ロシアは、ウクライナ侵攻を始めてすでに16ヶ月経った。ロシア経済は、完全に軍需で拡大するという不安定化する。若者は、30万人動員で軍務についているほか、国外へ大量流出したことも手伝って、労働力不足の深刻化に直面。軍需工場では、「学歴は今やあまり重要ではないだろう。正直なところ、手が2本、足が2本、そして目と耳があれば採用される」という事態だ。
『フィナンシャル・タイム』(11月9日付)は、「戦時経済体制のロシア、深刻化する人手不足」と題する記事を掲載した。
ウクライナ侵攻を続けるロシアが長期戦に備えるなか、ロシアの軍と兵器工場がますます多くの労働者を取り込んでいる。民間部門は痛みを伴う人手不足に見舞われ、経済全体が不安定化している。労働市場は非常に逼迫している」。ロシアの大手鉱山会社のトップはフ『ィナンシャル・タイムズ』(FT)に語った。「原因は労働力の戦争動員や国外流出だけでない。一番の問題は兵器生産だ」と指摘する。
(1)「労働力不足は、クレムリン(ロシア大統領府)が描くバラ色の見通しとは相反するロシア経済の弱点を露呈させている。プーチン大統領は、ロシア経済の健全性と戦闘や西側諸国の制裁が深刻な損害をもたらしていないことの証拠として、同国の国内総生産(GDP)は増加していると繰り返し強調している。
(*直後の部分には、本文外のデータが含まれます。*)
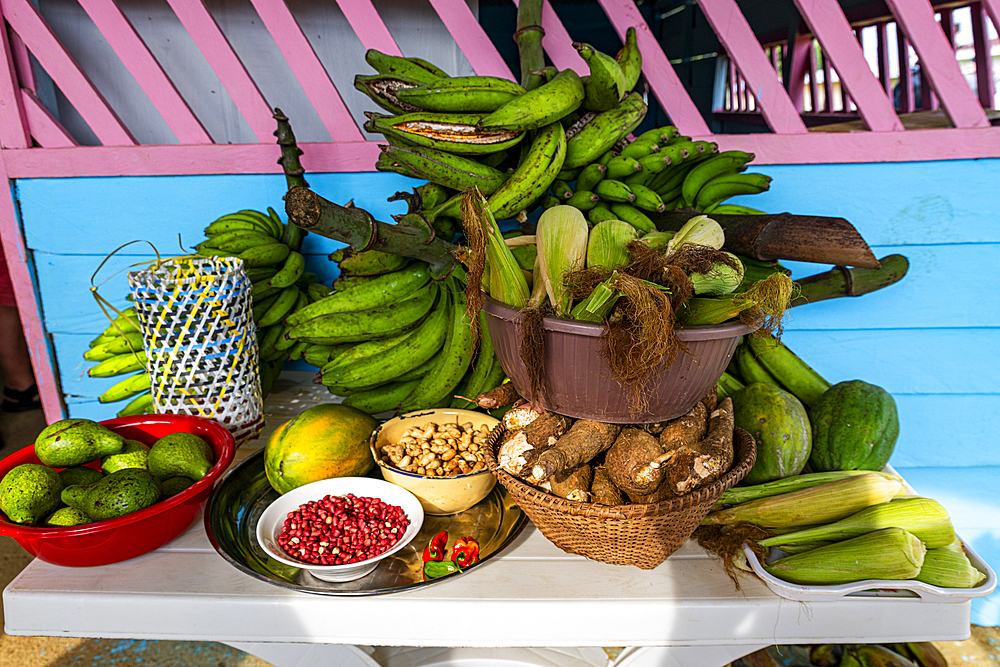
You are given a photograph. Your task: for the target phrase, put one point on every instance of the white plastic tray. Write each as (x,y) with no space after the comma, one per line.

だがエコノミストらは、GDPの数字は国防費の大幅な増加によって実態以上に押し上げられており、長期的な不安定化要因になり得る構造的な問題を見えなくしていると指摘する」
GDPは、軍需費の増大で拡大する。長期的にみれば、国民生活は何ら豊かにならない。こういう矛盾した事態が起こっている。
(2)「ロシアの危機は戦闘でとりわけ深刻化している。2022年には、ウクライナ側がロシア軍の侵攻を食い止めたことを受け、約30万人が緊急動員された。さらに数十万人が兵役を逃れるため国外に脱出した。脱出者の多くは教育を受けた若者で、高度なスキルを持つ人材に頼るIT(情報技術)などの業界には大打撃が及んでいる。エコノミストやロシアの実業界からは、紛争の長期化を見越して経済を戦時体制に移行させるという政府の決定が状況の悪化を招いているとの声が聞かれる。防衛企業が軍への供給でフル稼働するなか、民間業界は労働者の確保に苦戦している。ロシアの失業率は過去30年間で最低の3%に低下しており、ロシア経済の大半を占める労働集約型産業は働き手の確保に苦労している」
ロシア経済の過半を占める労働集約型産業は、国民生活に直結する。戦時経済下で労働力不足に直面しているのだ。
(3)「米シンクタンク、欧州政策分析センターの非常勤シニアフェロー、パベル・ルジン氏は「23年1月以降、軍事関連産業(の購買担当者景気指数)は30〜40%急上昇している」と話す。ロシア政府は9月、24年の国防費をGDPの約6%に相当する10兆8000億ルーブル(約17兆8000億円)とする予算案を発表した。ウクライナ侵攻を始める前年の21年比で3倍、23年の当初予算比では1.7倍になる。独立系アナリストらは、機密費を含めると実際の数字はさらに上がるとみている」
24年国防費は、ウクライナ侵攻を始める前の21年比で3倍へ。23年比で1.7倍へ急増する。これに合わせて民間労働力が不足する。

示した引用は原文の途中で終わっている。